Reweighted stochastic learning

doi:10.1016/j.neucom.2015.08.123

Neurocomputing

Volume 198, 19 July 2016, Pages 135-147

https://doi.org/10.1016/j.neucom.2015.08.123 Get rights and content

Abstract

Recent advances in stochastic learning, such as dual averaging schemes for proximal subgradient-based methods and simple but theoretically well-grounded solvers for linear Support Vector Machines (SVMs), revealed an ongoing interest in making these approaches consistent, robust and tailored towards sparsity inducing norms. In this paper we study reweighted schemes for stochastic learning (specifically in the context of classification problems) based on linear SVMs and dual averaging methods with primal–dual iterate updates. All these methods favor properties of a convex and composite optimization objective. The latter consists of a convex regularization term and loss function with Lipschitz continuous subgradients, e.g. l₁-norm ball together with hinge loss. Some approaches approximate in a limit the l₀-type of a penalty. In our analysis we focus on a regret and convergence criteria of such an approximation. We derive our results in terms of a sequence of convex and strongly convex optimization objectives. These objectives are obtained via the smoothing of a generic sub-differential and possibly non-smooth composite function by the global proximal operator. We report an extended evaluation and comparison of the reweighted schemes against different state-of-the-art techniques and solvers for linear SVMs. Our experimental study indicates the usefulness of the proposed methods for obtaining sparser and better solutions. We show that reweighted schemes can outperform state-of-the-art traditional approaches in terms of generalization error as well.

Introduction

In many domains dealing with online and stochastic learning, the input instances are of very high dimension, yet within any particular instance several features are non-zero. Therefore specific stochastic and online approaches crafted with sparsity inducing regularization are of particular interest for many machine learning researchers and practitioners. This paper investigates an interplay between Regularized Dual Averaging (RDA) approaches [1] (along with other techniques for solving linear SVMs in the context of stochastic learning [2]) and parsimony concepts arising from the application of sparsity inducing norms, like the l₀-type of a penalty.

One can see an increasing importance of correctly identified sparsity patterns and proliferation of proximal and soft-thresholding subgradient-based methods [1], [3], [4]. There are many important contributions of the parsimony concept to the machine learning field.
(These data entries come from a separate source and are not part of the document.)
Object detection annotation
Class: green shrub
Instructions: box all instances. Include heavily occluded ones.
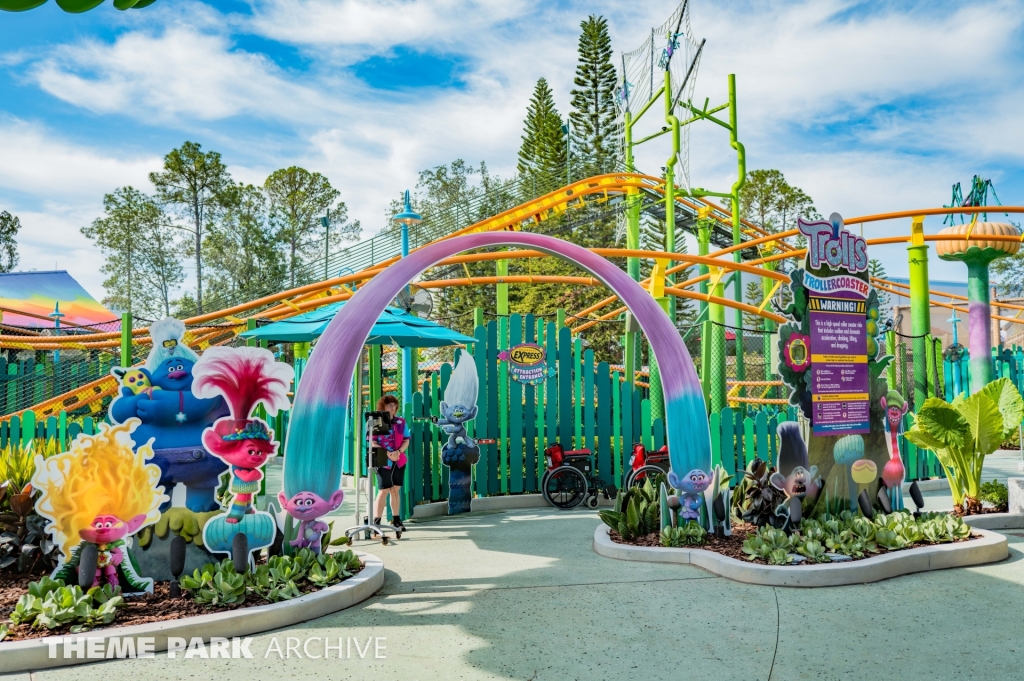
[597,475,665,541]
[978,480,1010,508]
[660,520,708,548]
[3,577,124,635]
[906,378,1024,513]
[180,549,362,606]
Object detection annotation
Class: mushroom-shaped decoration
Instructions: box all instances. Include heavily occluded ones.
[935,222,1021,392]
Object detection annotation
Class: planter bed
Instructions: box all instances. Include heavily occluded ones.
[593,524,1009,587]
[0,553,384,674]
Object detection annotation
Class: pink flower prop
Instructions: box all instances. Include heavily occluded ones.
[782,334,811,372]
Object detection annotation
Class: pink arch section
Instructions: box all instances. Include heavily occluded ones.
[285,232,711,498]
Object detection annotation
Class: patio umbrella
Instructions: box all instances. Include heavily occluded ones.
[240,301,476,347]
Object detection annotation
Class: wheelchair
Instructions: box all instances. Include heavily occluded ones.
[541,442,618,509]
[623,443,670,490]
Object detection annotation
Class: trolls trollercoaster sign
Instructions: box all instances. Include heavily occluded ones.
[776,213,904,515]
[798,216,870,435]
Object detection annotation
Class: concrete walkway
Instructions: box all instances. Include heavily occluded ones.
[11,456,1024,681]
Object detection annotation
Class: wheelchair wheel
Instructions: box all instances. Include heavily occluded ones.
[626,465,665,487]
[544,466,587,508]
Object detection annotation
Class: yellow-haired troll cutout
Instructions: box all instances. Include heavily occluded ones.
[32,419,167,593]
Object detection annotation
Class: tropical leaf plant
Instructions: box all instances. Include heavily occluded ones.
[906,378,1024,513]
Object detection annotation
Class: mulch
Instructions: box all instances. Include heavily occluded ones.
[952,504,1010,518]
[0,572,364,639]
[608,518,974,567]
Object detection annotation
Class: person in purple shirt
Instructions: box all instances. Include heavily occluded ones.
[374,395,413,531]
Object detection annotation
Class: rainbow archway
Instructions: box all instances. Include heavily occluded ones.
[285,232,711,499]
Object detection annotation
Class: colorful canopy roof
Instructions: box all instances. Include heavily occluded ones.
[241,302,476,347]
[0,269,120,329]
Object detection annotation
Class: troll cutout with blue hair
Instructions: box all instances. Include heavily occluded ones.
[437,350,480,515]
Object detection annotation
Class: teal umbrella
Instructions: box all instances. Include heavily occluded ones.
[240,301,476,347]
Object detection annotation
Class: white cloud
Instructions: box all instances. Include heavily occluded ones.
[0,114,162,199]
[32,27,330,122]
[247,0,537,52]
[0,0,1024,301]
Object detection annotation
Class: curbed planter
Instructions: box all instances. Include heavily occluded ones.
[594,524,1010,587]
[963,513,1024,529]
[413,494,615,518]
[0,553,384,674]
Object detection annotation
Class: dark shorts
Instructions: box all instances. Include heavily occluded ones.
[377,466,406,490]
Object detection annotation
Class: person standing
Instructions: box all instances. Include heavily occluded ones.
[374,395,412,531]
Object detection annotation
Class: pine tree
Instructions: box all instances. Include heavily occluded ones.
[516,78,566,195]
[867,258,890,316]
[569,14,620,174]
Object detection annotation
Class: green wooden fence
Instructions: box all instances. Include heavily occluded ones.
[385,314,941,505]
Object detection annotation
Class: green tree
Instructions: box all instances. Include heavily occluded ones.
[739,169,821,248]
[263,166,359,288]
[516,78,566,195]
[867,258,890,316]
[150,141,231,314]
[81,186,184,317]
[569,14,621,174]
[203,182,287,304]
[0,211,22,273]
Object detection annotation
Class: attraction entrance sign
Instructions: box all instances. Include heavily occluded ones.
[776,213,904,515]
[801,270,870,435]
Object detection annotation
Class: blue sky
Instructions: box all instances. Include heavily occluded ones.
[0,0,1024,297]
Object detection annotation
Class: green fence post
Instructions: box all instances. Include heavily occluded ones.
[121,312,132,367]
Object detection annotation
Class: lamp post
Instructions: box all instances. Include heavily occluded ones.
[391,189,423,405]
[46,300,65,364]
[321,208,331,280]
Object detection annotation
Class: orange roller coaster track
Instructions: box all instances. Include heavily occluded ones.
[8,166,1024,419]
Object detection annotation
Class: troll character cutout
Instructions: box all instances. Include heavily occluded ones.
[193,347,295,524]
[437,350,480,515]
[110,317,227,512]
[770,421,822,525]
[437,350,479,450]
[278,490,345,553]
[669,469,712,521]
[881,390,910,511]
[32,419,167,593]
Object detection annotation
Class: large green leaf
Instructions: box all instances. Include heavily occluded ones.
[957,391,1002,457]
[911,397,971,450]
[626,499,640,537]
[906,424,946,452]
[981,378,1024,437]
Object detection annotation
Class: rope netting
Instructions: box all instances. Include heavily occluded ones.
[615,0,700,190]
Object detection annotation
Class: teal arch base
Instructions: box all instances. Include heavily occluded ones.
[284,232,711,499]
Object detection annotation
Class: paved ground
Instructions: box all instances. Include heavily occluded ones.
[8,461,1024,681]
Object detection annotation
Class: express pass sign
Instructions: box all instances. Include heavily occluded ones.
[798,213,870,435]
[498,343,548,385]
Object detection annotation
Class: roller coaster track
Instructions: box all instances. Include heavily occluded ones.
[8,168,1024,421]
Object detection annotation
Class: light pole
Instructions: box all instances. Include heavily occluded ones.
[321,208,331,280]
[391,189,423,405]
[46,300,65,364]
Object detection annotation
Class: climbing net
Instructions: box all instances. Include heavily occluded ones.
[615,0,702,189]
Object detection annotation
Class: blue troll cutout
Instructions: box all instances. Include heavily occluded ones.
[437,350,480,515]
[669,469,712,523]
[110,320,228,512]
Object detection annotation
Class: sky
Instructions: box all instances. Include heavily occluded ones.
[0,0,1024,298]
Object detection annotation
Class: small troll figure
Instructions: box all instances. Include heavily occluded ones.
[193,347,295,524]
[32,419,167,593]
[278,490,345,553]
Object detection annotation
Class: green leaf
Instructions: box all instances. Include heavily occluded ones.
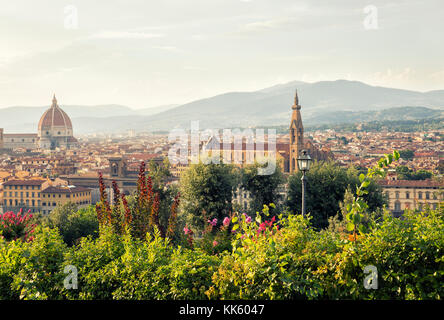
[361,180,370,188]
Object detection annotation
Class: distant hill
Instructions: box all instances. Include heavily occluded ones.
[306,107,444,124]
[140,80,444,129]
[0,80,444,133]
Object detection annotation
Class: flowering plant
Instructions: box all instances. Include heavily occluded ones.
[0,209,35,241]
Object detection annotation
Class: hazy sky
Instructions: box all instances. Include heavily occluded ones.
[0,0,444,108]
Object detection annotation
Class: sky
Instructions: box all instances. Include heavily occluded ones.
[0,0,444,109]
One may allude to the understanding of the obtained solution and simplified or easy to extract decision rules [5], [6], [7]. On the other hand the informativeness of the obtained features might be useful for a better generalization on unseen data [5]. Approaches based on l₁-regularized loss minimization were studied in the context of stochastic and online learning by several research groups [1], [3], [8], [9] but we are not aware of any l₀-norm inducing methods which were applied in the context of Regularized Dual Averaging and stochastic optimization.

In this paper we are trying to provide a supplementary analysis and sufficient regret bounds for learning sparser linear Regularized Dual Averaging (RDA) [1] models from random observations. We extend and modify our previous research [10], [11] and present complementary proofs with fewer assumptions and discussion for the reported theoretical findings. We use sequences of (strongly) convex reweighted optimization objectives to accomplish this goal.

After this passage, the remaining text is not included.